Thurman P. Woodfork
MEMORIES, AND A VISIT
Recently, I heard from an old friend I had not spoken with in years. We had been stationed on El Pani, a mountain in Spain that held the small radar squadron to which we were assigned. Our reunion was bittersweet; he told me that my old friend, Max, had died.
And so, another friend has lost the counterfeit immortality of youth; he has gone to join friends and family who made this inevitable transition before him. It makes me stop and think about things that had never concerned me before: I look at my brothers and sisters, who have gradually grown grey and less nimble over the years, and contemplate life without them. Until recently, my friends had died as the result of wars and accidents; now, the summoner is “Natural Causes.”
I think of old friends I have not contacted for years, although they live in the same city; that’s easily corrected. I think, with regret, of other old friends I’d made in far away places – other cities and foreign countries – with whom I’ve lost contact through careless neglect… letters that were allowed to go unanswered. Finally, the letters stopped coming. Not so easy to correct.

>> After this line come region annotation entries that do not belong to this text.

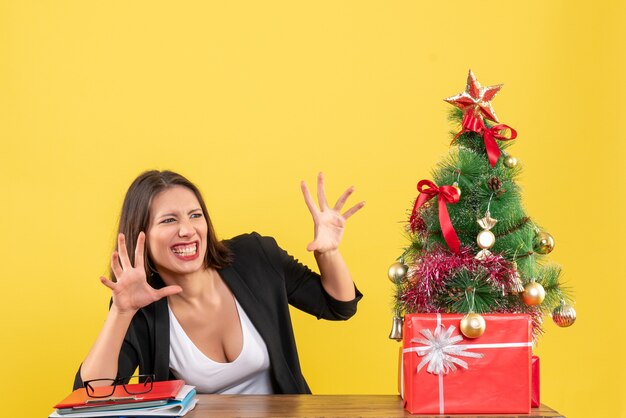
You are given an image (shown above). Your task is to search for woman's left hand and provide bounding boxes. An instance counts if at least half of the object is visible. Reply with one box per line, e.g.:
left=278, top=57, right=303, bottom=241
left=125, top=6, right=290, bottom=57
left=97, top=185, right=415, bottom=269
left=300, top=173, right=365, bottom=254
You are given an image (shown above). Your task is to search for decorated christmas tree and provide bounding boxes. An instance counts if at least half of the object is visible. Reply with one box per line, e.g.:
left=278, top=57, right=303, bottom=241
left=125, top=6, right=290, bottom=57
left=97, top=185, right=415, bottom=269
left=389, top=70, right=576, bottom=340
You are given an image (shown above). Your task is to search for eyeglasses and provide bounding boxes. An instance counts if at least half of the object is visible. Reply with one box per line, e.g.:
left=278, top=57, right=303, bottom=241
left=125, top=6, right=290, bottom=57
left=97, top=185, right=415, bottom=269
left=83, top=374, right=154, bottom=398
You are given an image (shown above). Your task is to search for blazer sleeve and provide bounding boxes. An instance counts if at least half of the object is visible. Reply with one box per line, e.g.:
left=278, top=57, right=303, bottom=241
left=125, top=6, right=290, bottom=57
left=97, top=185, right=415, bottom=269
left=74, top=308, right=139, bottom=390
left=254, top=233, right=363, bottom=321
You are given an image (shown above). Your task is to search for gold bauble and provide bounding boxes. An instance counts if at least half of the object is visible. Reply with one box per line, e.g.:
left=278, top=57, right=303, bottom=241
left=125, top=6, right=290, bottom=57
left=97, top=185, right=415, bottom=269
left=459, top=313, right=487, bottom=338
left=476, top=230, right=496, bottom=250
left=504, top=155, right=517, bottom=168
left=522, top=281, right=546, bottom=306
left=552, top=302, right=576, bottom=328
left=387, top=261, right=409, bottom=283
left=533, top=232, right=554, bottom=254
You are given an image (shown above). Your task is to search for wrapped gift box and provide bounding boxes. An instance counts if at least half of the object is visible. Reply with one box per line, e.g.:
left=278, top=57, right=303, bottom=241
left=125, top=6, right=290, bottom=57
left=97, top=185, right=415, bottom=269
left=402, top=314, right=532, bottom=414
left=530, top=356, right=541, bottom=408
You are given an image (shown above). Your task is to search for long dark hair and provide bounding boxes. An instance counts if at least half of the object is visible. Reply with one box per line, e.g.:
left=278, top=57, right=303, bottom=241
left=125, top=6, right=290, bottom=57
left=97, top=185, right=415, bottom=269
left=111, top=170, right=231, bottom=284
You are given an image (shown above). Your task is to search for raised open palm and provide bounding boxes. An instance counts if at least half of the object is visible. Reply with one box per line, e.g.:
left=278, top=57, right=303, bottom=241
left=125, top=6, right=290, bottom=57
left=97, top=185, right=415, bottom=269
left=301, top=173, right=365, bottom=253
left=100, top=232, right=182, bottom=313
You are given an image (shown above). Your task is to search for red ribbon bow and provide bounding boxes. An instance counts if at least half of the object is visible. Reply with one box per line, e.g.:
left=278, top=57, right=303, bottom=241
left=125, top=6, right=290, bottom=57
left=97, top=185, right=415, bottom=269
left=409, top=180, right=461, bottom=253
left=452, top=112, right=517, bottom=168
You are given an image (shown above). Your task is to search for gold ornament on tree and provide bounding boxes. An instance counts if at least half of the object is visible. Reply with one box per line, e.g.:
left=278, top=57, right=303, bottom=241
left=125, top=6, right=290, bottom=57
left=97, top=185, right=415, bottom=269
left=533, top=231, right=554, bottom=254
left=504, top=155, right=517, bottom=168
left=522, top=279, right=546, bottom=306
left=476, top=214, right=498, bottom=260
left=387, top=261, right=409, bottom=284
left=389, top=312, right=404, bottom=341
left=552, top=299, right=576, bottom=328
left=459, top=313, right=487, bottom=338
left=459, top=289, right=487, bottom=338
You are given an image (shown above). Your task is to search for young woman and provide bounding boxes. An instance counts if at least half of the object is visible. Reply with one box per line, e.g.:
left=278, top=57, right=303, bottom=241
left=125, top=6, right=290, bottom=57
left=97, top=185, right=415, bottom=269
left=74, top=171, right=364, bottom=394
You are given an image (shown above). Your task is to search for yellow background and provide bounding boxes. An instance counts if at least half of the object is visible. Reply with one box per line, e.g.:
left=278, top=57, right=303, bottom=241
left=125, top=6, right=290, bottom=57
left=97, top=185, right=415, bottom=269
left=0, top=0, right=626, bottom=417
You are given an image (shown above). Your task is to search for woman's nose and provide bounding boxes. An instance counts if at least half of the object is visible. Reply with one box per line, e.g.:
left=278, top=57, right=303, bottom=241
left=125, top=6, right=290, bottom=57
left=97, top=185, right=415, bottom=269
left=178, top=221, right=194, bottom=237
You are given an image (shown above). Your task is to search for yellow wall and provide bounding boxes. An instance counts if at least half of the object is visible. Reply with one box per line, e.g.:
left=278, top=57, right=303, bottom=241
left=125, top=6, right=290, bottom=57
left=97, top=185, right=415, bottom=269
left=0, top=0, right=626, bottom=417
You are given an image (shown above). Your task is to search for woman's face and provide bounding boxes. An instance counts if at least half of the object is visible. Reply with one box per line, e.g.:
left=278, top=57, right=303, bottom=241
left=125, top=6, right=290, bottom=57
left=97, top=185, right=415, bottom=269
left=146, top=186, right=208, bottom=276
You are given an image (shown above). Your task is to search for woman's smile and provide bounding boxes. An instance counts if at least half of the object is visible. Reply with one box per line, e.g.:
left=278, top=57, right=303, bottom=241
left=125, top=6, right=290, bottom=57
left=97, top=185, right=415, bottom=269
left=146, top=186, right=208, bottom=278
left=171, top=241, right=200, bottom=260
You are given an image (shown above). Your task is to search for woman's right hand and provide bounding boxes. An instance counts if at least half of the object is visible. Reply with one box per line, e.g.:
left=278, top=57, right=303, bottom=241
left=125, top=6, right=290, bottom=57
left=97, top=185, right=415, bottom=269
left=100, top=232, right=183, bottom=315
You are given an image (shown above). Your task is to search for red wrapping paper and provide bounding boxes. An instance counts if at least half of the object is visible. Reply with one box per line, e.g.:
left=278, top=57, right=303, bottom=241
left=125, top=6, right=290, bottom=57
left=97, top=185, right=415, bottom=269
left=530, top=356, right=541, bottom=408
left=402, top=314, right=532, bottom=414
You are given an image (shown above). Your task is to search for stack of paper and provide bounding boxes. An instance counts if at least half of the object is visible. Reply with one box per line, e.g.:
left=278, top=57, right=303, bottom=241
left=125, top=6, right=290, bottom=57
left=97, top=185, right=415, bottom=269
left=49, top=380, right=198, bottom=418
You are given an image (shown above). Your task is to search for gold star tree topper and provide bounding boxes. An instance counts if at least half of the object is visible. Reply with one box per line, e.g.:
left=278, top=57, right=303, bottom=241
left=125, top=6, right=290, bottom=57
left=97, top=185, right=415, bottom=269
left=444, top=70, right=503, bottom=122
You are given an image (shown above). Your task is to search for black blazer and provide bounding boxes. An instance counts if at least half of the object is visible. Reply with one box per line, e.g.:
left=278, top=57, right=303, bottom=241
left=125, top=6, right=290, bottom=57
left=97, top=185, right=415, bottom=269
left=74, top=232, right=363, bottom=394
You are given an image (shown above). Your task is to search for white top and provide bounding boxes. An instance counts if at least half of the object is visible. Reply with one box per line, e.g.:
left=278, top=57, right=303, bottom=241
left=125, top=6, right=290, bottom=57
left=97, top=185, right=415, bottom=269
left=168, top=299, right=274, bottom=395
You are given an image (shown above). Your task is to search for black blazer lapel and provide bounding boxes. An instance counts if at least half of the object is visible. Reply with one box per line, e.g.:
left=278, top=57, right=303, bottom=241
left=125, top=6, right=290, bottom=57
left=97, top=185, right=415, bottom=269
left=219, top=267, right=300, bottom=393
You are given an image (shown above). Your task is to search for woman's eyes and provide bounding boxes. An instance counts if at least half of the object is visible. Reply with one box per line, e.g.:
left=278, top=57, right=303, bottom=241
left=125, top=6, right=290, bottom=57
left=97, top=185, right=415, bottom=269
left=160, top=213, right=203, bottom=224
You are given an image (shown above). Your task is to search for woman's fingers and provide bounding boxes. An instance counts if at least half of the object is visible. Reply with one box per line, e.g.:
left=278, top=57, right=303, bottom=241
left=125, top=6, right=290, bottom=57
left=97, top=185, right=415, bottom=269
left=111, top=251, right=124, bottom=280
left=135, top=231, right=146, bottom=269
left=117, top=234, right=133, bottom=270
left=100, top=276, right=116, bottom=290
left=300, top=180, right=318, bottom=217
left=306, top=240, right=319, bottom=251
left=317, top=172, right=328, bottom=210
left=334, top=186, right=354, bottom=212
left=154, top=286, right=183, bottom=300
left=342, top=202, right=365, bottom=219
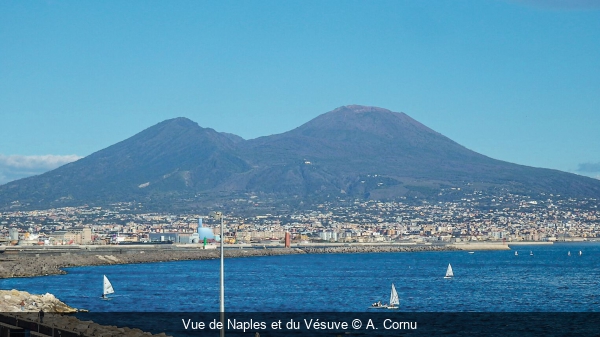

Today, a neighbor came to the door; she just wanted to say that she would still be our neighbor. As I stood and watched her slow progress back to her own home, I remembered when she and her husband had first moved next door, over fifty years ago.
The husband, a daughter, and a son have all passed away; she is now enfeebled and her memory is a little uncertain. I wondered what prompted her to come and announce that she would still be our neighbor. She finally reaches her door and goes inside. I hear her door close behind her and close my own. I hope her visit was not a portent of a less welcome caller.
Some folks say that a person is not dead as long as his or her memory survives. It occurs to me that this sentiment is only valid if one doesn’t believe in the soul’s immortality. Otherwise, when their last friend, relative, or acquaintance dies, those who had gone before would blink out along with them. Not a happy idea to mull over.